# Does the average income per capita of the county impact the housing price?
dagify(
Inc ~ Pop,
P ~ Inc + Pop
) %>%
ggplot(aes(x = x, y = y, xend = xend, yend = yend)) +
geom_dag_point() +
geom_dag_edges_arc() +
geom_dag_text() +
theme_dag()
\[ (1) Pop \rightarrow P \] \[ (2) Pop \rightarrow Inc \rightarrow P \]
# The POPULATION (POP) is a CONFOUNDER, as it impact both the INCOME PER CAPITA (INC) and the HOUSING PRICE (P). If a factor impact both the explanatory variable and outcome variable, it is a CONFOUNDER.
\[ log(P_{it}) = IncomeperCapita_{t}\beta_{1} + Population_{t}\beta_{2} + \gamma_{s} + \delta_{t} + \epsilon_{it} \]
# Load the housing data
housingdata <- readRDS("testdata20250121.RDS")
# Extract the day, month, and year
housingdata$sale_date <- as.integer(housingdata$sale_date)
housingdata$day <- 100 * ((housingdata$sale_date / 100) - round(housingdata$sale_date / 100))
housingdata$month <- 100 * (((housingdata$sale_date - housingdata$day) / 10000) - round((housingdata$sale_date - housingdata$day) / 10000))
housingdata$year <- round(housingdata$sale_date / 10000)
# Generate categorical variables by year built
housingdata$year_built_very_old <- ifelse(housingdata$year_built < 1960, 1, 0)
housingdata$year_built_quite_old <- ifelse(housingdata$year_built >= 1960 & housingdata$year_built < 1980, 1, 0)
housingdata$year_built_quite_new <- ifelse(housingdata$year_built >= 1980 & housingdata$year_built < 2000, 1, 0)
housingdata$year_built_very_new <- ifelse(housingdata$year_built >= 2000, 1, 0)
housingdata$year_built_grp <- 1 * housingdata$year_built_very_old + 2 * housingdata$year_built_quite_old + 3 * housingdata$year_built_quite_new + 4 * housingdata$year_built_very_new
housingdata$log_sale_amount <- log(housingdata$sale_amount)
# Load the HPI data
hpidata <- read_excel("hpi_po_us_and_census.xls")
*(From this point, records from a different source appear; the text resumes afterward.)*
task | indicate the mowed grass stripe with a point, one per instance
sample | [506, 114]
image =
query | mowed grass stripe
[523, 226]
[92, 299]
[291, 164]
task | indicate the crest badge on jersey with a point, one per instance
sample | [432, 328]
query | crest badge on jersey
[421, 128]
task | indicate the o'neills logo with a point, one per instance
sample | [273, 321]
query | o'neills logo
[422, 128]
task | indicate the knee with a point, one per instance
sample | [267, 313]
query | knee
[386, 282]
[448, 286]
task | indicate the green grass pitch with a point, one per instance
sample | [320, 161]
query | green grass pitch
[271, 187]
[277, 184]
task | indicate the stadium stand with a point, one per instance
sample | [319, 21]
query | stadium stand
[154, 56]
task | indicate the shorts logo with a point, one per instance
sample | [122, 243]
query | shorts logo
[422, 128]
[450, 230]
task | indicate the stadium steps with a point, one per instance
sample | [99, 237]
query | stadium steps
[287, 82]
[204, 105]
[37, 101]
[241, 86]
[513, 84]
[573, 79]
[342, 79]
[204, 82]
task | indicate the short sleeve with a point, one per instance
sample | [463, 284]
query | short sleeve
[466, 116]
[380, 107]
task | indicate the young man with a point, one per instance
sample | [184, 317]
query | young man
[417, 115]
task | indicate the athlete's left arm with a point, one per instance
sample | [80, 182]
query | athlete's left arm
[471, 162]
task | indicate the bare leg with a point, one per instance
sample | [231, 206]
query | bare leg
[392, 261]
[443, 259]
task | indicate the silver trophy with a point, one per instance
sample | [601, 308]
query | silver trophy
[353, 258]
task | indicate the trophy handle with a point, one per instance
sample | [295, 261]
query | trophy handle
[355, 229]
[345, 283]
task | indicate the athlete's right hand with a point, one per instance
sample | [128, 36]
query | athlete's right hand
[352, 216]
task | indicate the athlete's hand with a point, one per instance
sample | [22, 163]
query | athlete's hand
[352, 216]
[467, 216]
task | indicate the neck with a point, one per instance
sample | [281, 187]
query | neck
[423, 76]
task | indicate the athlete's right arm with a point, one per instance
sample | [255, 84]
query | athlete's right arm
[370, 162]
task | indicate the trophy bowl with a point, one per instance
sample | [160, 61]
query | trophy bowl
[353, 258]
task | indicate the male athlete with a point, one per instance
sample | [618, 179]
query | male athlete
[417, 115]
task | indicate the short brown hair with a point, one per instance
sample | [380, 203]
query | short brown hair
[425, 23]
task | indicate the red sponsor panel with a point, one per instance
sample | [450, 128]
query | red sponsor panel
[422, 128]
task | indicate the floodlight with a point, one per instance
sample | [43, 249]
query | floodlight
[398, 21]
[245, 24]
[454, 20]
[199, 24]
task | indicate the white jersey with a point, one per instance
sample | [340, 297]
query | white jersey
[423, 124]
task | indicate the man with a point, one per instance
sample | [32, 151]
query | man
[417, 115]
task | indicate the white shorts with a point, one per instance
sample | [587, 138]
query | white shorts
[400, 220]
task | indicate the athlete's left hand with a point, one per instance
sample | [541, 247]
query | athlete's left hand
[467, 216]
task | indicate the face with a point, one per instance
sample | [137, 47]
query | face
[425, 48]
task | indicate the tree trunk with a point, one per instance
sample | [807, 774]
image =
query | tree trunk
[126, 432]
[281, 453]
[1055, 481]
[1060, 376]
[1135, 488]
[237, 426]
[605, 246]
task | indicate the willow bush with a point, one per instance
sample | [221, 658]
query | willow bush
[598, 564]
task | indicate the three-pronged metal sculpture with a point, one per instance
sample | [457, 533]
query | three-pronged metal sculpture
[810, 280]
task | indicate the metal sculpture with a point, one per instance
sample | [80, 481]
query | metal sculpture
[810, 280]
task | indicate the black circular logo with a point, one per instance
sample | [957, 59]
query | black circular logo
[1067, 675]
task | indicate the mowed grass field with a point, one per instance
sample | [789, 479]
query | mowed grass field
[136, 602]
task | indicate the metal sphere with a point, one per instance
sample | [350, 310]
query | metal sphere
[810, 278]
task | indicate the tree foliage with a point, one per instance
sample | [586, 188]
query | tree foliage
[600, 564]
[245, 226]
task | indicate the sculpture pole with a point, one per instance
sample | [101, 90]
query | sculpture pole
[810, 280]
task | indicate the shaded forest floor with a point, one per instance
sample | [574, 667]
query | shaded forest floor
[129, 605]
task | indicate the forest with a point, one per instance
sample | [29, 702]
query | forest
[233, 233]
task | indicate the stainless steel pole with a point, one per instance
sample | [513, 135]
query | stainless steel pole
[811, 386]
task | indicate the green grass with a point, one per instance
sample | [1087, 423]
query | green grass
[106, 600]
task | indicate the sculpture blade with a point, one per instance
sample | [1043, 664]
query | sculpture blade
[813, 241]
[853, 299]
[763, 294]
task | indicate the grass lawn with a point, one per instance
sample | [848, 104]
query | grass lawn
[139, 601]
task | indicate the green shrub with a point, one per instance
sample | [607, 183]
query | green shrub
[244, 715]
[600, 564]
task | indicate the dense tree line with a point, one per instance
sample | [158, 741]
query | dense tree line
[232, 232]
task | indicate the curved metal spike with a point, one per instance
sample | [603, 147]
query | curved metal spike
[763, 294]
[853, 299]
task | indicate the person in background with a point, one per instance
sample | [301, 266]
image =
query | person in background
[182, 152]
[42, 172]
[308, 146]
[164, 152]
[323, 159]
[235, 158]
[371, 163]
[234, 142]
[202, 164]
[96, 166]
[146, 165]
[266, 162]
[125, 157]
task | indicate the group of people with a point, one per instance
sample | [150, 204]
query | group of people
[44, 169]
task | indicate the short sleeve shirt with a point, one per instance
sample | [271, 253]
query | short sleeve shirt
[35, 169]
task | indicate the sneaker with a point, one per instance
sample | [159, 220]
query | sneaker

# Clean the data to corresponding range
hpidata <- hpidata[hpidata$division != "USA", ]
hpidata <- hpidata[hpidata$year >= 2008, ]
# Re-adjust HPI according to the new base
hpi_base <- hpidata %>%
group_by(division) %>%
slice(1)
hpi_base$base <- hpi_base$index_po_seasonally_adjusted
hpi_base <- subset(hpi_base, select = c(division, base))
hpidata <- merge(hpidata, hpi_base, by = "division")
hpidata$hpi <- round(hpidata$index_po_seasonally_adjusted / hpidata$base * 100, digits = 2)
hpidata <- subset(hpidata, select = c(division, year, qtr, hpi))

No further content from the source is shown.